Speed improvements to Garnet map_peaks_to_genes.py script

Mkebede commented 7 years ago

Added a Balanced Binary Search tree data structure to make searching for genes within peaks easier.

AmandaKedaigle commented 7 years ago

Hey @agitter, @Mkebede is an undergrad in our lab so I've been working with her to make these improvements. We have tested them to make sure they produce the same results on our example data and some of my own data, but I would love to have a more established way to test changes to Garnet code, especially since she's planning to make more improvements in the coming months as well. @sgosline can you think of anything specific we should watch out for when designing tests, or do you think running it on example data (a549?) is sufficient?

By the way, here is my data on the speed improvements of this version for posterity. On our example a549 data, running on our lab cluster, the current version took 1h:12m:31s, while this version took 34m:52s. On my own data, the current version took 2m:2.6s, while this version took 18s.

agitter commented 7 years ago

@AmandaKedaigle thanks for the context. I first though this was a contribution from a benevolent stranger so I was treating it with gratitude and caution. No need to be so cautious now.

This might still be a good time to add our first formal Garnet test case. I have enough experience with the Forest testing that I can volunteer to write the test code. I would just need the python map_peaks_to_known_genes.py ... command to use and the reference output that we want to test against.

The complication is that I believe Travis CI has a time limit for the test cases, and the a549 Garnet run would exceed that limit. Are there other public datasets in the lab that we could use for a quick test case? Or can we truncate the a549 data?

AmandaKedaigle commented 7 years ago

That would be great, @agitter. I would recommend running through garnet.py, not just map_peaks_to_genes, if possible? Future improvements will be in other scripts that are called from garnet.py.

I just checked out the other example files we provide with OmicsI, and it looks like all of them with garnet files have an even larger genomic region bed files than a549 (the biggest time determinant). There are certainly plenty of new example datasets we could add, but maybe truncating the a549 genomic regions file is the way to go for simplicity.

For comparison, wgEncodeUWDukeDnaseA549.fdr01peaks.hg19.bed in the a549 folder has over 170,000 genomic regions to scan, while my own data that took 18sec to process had about 5,000.
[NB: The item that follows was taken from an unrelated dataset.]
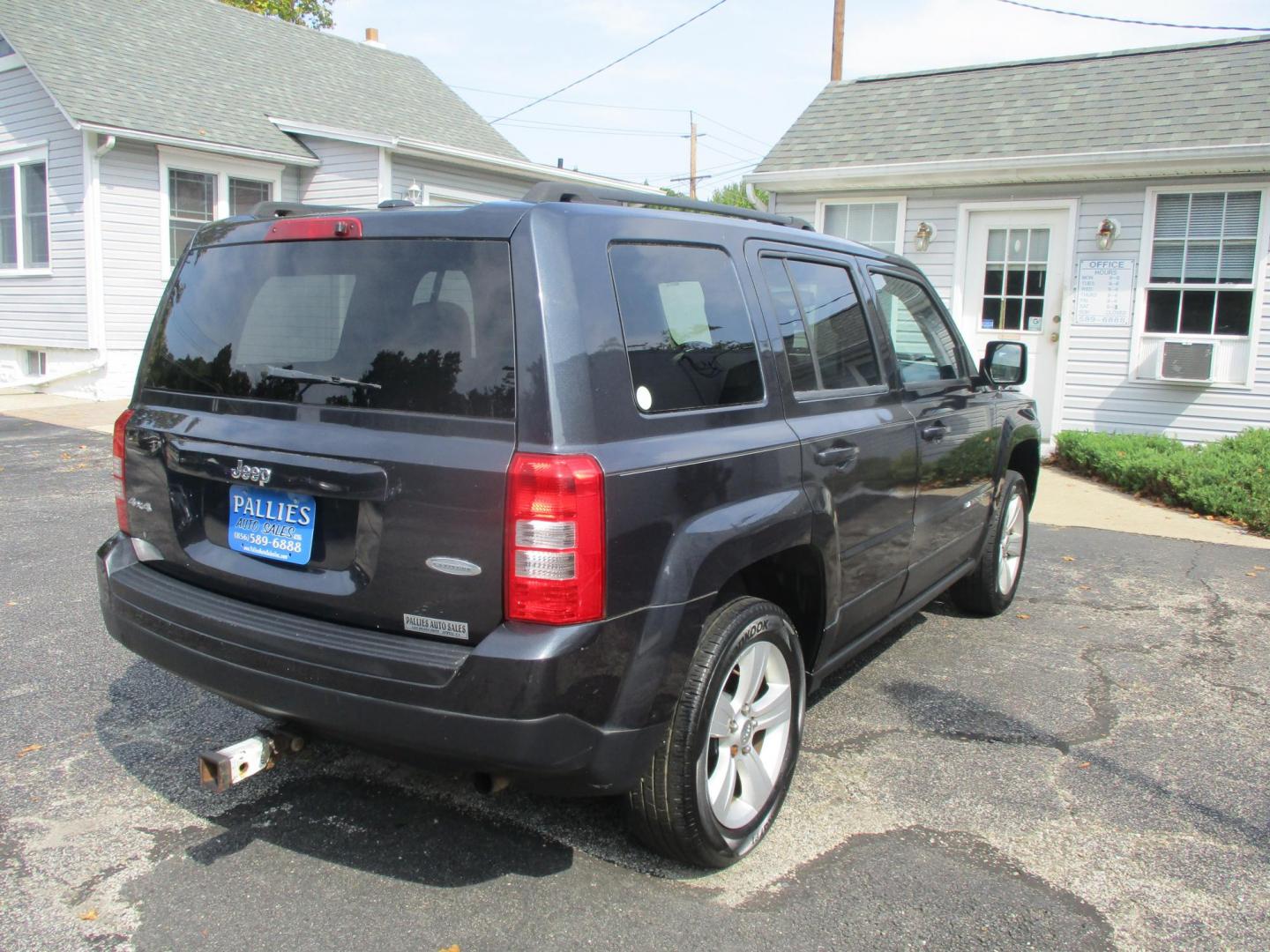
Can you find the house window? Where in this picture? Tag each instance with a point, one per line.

agitter commented 7 years ago

I can just as easily run through all of garnet.py and compare all of the intermediate output files produced along the way. I initially suggested just one step because it would be easier to squeeze in the Travis CI time limit.

Should we use a ChIP-seq peak bed file for the test case? That should have far fewer genomic regions and would also serve as a positive control. If we don't get back that TF as the highest scoring TF from Garnet, we're in trouble.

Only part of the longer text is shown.